Proposing the law aiming at reinstating Law No. 453/1995 and modifying some of its provisions.
The Public Works Committee completed the final version of the proposal on 19/10/2020, after obtaining agreement between all parliamentary blocs, and it was submitted to the Presidency of the parliament.
The two proposals were referred to the sub-committee derived from the Public Works, Transportation, Energy and Water committee. The sub-committee studied the two proposals together during 4 sessions, and merged the two texts after it was agreed to replace the “exemption” from fees with a “temporary reduction”. Accordingly, the title of the law was modified to become “A proposal for a law aimed at granting a temporary reduction on some construction fees according to prototypical designs.”

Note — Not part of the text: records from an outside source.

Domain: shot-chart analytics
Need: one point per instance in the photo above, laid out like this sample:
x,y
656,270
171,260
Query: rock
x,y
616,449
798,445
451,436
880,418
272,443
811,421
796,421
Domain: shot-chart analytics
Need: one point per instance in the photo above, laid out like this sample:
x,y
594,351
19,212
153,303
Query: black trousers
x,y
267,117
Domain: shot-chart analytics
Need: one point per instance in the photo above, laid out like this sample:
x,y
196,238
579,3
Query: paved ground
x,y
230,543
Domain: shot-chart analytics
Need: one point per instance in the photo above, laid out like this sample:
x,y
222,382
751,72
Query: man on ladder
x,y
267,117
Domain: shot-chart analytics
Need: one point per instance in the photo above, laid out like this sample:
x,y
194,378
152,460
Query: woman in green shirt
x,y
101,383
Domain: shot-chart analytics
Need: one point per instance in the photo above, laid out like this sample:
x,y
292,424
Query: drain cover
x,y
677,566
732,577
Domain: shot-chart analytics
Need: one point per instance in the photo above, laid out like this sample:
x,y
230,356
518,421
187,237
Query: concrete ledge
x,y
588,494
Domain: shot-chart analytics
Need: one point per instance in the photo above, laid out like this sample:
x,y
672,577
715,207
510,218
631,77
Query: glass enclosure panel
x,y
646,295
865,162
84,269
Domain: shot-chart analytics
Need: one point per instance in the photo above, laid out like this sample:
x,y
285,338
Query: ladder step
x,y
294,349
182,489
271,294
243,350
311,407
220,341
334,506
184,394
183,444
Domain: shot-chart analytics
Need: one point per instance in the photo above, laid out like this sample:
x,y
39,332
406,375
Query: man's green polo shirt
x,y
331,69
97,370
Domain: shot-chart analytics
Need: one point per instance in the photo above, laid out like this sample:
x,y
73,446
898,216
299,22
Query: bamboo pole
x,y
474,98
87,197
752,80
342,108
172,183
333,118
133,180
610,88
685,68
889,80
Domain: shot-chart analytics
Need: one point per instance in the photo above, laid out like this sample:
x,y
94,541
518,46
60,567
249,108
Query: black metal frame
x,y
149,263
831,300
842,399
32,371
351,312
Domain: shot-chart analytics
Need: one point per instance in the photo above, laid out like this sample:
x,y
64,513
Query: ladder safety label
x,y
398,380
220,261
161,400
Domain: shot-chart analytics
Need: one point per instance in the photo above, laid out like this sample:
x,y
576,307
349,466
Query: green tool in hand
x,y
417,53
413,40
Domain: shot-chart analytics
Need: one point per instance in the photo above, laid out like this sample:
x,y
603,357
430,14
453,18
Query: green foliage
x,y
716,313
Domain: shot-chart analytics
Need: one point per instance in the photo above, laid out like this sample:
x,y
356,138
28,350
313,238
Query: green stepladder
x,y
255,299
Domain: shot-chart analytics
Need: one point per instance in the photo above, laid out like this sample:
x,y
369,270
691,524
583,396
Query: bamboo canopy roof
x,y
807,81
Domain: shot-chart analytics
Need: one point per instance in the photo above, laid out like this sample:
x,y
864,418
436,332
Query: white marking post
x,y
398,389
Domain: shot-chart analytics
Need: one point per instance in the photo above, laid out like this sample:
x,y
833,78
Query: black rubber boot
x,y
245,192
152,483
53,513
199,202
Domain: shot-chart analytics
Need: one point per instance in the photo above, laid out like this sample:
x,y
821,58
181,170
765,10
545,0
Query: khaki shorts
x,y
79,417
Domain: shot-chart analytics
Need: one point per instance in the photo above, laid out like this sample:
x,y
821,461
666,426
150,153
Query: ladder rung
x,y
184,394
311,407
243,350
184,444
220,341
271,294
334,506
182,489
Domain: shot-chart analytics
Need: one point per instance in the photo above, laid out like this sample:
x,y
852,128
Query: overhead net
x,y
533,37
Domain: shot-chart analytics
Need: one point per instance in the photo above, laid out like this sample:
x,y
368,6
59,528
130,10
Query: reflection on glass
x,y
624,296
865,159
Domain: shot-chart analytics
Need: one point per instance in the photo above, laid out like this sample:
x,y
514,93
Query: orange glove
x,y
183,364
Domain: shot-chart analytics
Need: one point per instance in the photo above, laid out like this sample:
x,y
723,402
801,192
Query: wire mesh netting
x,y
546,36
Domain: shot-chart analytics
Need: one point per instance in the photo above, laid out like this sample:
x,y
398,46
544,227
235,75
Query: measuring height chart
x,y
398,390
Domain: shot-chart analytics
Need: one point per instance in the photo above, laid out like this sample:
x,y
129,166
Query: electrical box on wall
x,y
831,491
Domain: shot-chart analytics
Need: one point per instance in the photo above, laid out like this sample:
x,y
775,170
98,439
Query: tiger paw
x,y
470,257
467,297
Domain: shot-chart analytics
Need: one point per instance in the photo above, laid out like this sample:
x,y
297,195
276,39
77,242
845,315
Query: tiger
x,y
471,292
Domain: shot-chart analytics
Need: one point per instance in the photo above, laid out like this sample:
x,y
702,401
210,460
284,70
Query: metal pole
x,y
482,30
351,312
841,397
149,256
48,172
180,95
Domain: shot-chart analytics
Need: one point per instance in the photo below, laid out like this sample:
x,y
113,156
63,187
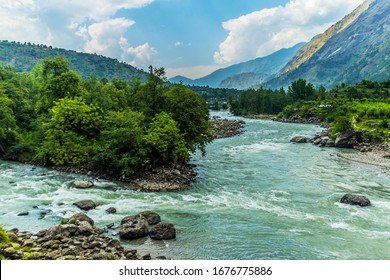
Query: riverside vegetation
x,y
364,107
53,117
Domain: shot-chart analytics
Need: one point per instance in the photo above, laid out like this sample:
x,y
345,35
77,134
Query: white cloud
x,y
86,25
263,32
104,37
140,56
194,72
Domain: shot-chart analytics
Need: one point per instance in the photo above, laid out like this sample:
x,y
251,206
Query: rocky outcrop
x,y
223,128
81,184
348,139
111,210
85,205
165,179
134,227
144,224
355,200
74,239
299,139
163,231
152,217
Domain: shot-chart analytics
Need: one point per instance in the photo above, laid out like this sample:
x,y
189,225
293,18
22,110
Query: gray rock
x,y
23,214
111,210
348,139
134,227
82,184
85,205
330,143
299,139
152,217
355,200
80,217
163,231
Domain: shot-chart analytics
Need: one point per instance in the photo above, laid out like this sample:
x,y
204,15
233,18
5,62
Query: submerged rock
x,y
355,200
82,184
163,231
152,217
134,227
348,139
299,139
111,210
85,205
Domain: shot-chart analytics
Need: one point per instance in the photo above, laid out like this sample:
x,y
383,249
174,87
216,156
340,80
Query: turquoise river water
x,y
257,196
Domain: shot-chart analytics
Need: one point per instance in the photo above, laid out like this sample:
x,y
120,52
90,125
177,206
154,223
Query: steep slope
x,y
24,56
359,51
244,80
315,44
264,67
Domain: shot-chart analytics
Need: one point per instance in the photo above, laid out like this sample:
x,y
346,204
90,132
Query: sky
x,y
187,37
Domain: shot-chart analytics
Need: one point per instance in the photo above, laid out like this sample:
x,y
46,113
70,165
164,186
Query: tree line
x,y
52,116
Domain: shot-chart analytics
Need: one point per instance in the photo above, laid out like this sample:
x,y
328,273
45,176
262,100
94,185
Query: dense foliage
x,y
52,116
24,56
364,106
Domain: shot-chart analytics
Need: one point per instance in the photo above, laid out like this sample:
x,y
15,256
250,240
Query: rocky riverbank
x,y
368,153
76,238
223,128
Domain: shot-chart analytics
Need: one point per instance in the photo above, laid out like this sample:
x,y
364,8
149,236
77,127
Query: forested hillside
x,y
362,107
52,116
24,57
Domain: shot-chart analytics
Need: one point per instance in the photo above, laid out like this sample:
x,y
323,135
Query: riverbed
x,y
257,196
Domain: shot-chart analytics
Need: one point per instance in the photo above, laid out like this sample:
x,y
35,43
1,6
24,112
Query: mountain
x,y
24,57
263,68
354,49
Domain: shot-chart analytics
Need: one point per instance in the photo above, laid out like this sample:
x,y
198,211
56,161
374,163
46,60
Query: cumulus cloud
x,y
193,72
262,32
86,25
140,56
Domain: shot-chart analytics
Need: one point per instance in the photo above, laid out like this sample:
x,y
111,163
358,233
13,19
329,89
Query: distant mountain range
x,y
353,49
24,57
246,74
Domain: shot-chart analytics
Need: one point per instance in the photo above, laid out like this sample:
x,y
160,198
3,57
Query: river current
x,y
257,196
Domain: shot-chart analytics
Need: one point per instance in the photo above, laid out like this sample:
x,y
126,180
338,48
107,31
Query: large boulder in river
x,y
134,227
163,231
355,200
79,217
299,139
85,205
348,139
78,184
152,217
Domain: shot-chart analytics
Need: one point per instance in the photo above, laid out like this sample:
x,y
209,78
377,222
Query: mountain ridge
x,y
266,66
24,56
358,52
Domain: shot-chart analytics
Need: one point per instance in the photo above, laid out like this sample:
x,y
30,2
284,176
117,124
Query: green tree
x,y
164,141
121,149
7,123
301,90
71,131
191,115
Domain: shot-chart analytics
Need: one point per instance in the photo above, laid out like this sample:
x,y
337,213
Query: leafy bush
x,y
341,124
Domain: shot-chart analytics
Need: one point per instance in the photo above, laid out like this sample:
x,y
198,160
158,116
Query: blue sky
x,y
187,37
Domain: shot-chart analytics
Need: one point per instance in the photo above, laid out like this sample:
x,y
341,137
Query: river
x,y
257,196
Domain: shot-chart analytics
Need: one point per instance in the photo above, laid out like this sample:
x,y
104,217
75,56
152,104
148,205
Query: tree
x,y
7,123
71,131
191,115
301,90
58,82
121,149
164,141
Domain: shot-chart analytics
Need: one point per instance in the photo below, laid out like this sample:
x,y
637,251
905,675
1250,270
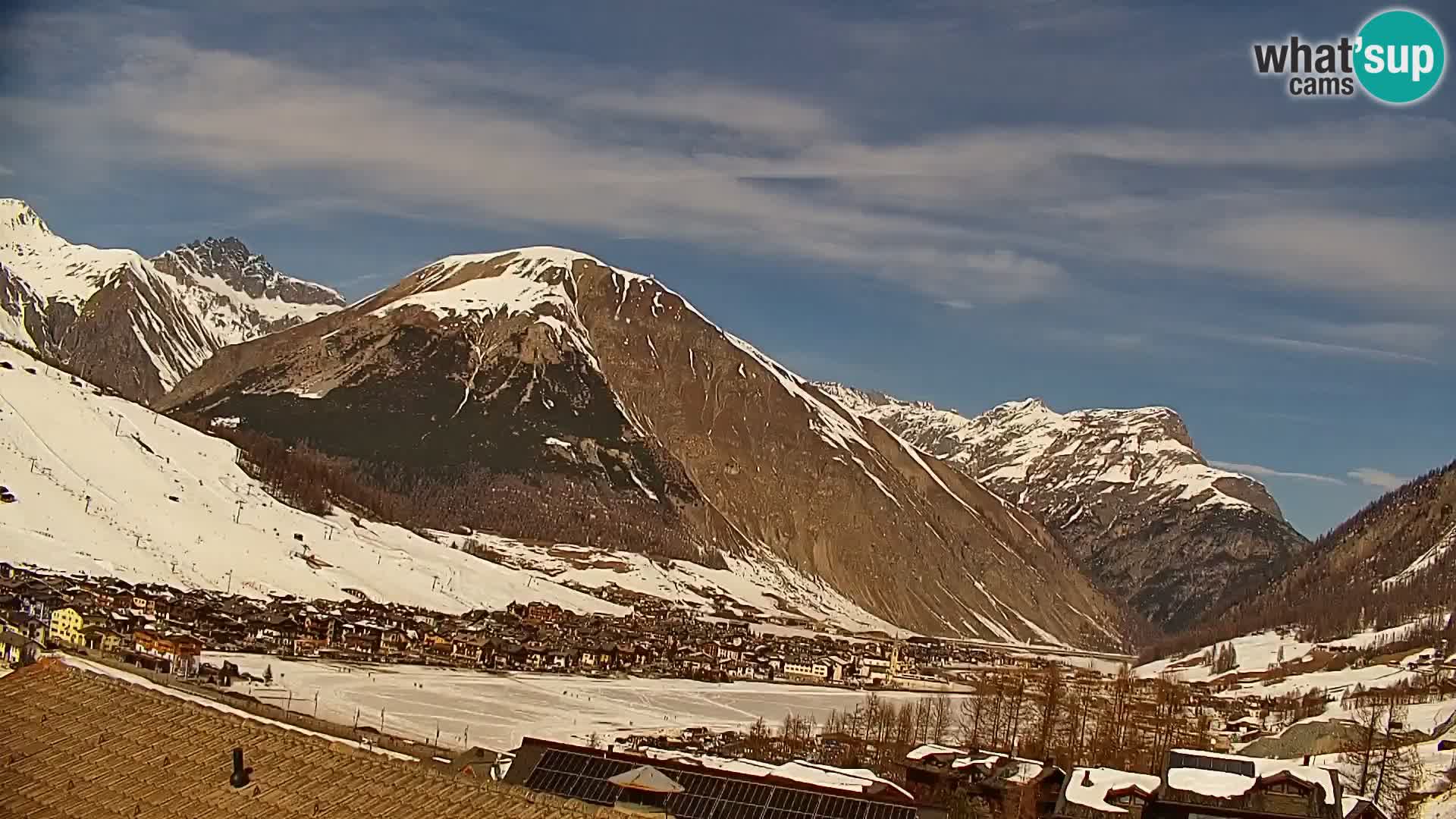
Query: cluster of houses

It was referred to the committees of Administration and Justice, Finance and Budget, and Public Works on 24/6/2020.
The law proposal was submitted on 23/6/2020.
In June 2020, MP Bahia Hariri of the Future Parliamentary Bloc submitted a proposal to exempt some building permits from fees, in case it follows standard designs. It is also striking that three representatives of the Loyalty to the Resistance Bloc (Hezbollah) proposed a similar law during the same month. Both proposals openly contribute to encouraging construction in unregulated regions by easing the burden of building permit costs -which fall on the shoulders of citizens who own or buy properties within these areas- and aim towards achieving development goals within these regions instead. These are the official rationales for the proposed laws.
A fundamental problem arises here, however, in terms of the standardization of people’s housing needs by linking their exemption from fees to their obligation to concede to ready-made standard designs which fail to account for different needs and/or geographical diversity between regions. These standardized designs are presented as a solution to the imminent problem of “unorganized” construction – a term used by authorities to hold people accountable for their conditions and for their failure to obtain legal licenses – knowing very well that the aforementioned lack of organization is but a product of the authorities’ procedures and policies, whether due to their delay in planning housing in previously unregulated areas or as a result of the construction law which does not take the environment, nature, and society into account, or lastly, as a result of the absence of fair housing policies.
As such, this law proposal is nothing but a deliberate protraction of the state’s resignation from its social responsibilities by offering partial solutions to problem it has produced and continues to exacerbate, at a time when it is absolutely imperative that we preserve the regions’ natural and socio-economic characteristics and achieve development within them by referring to the National Physical Master Plan of the Lebanese Territories, and thus limiting the forced displacement of populations from rural areas.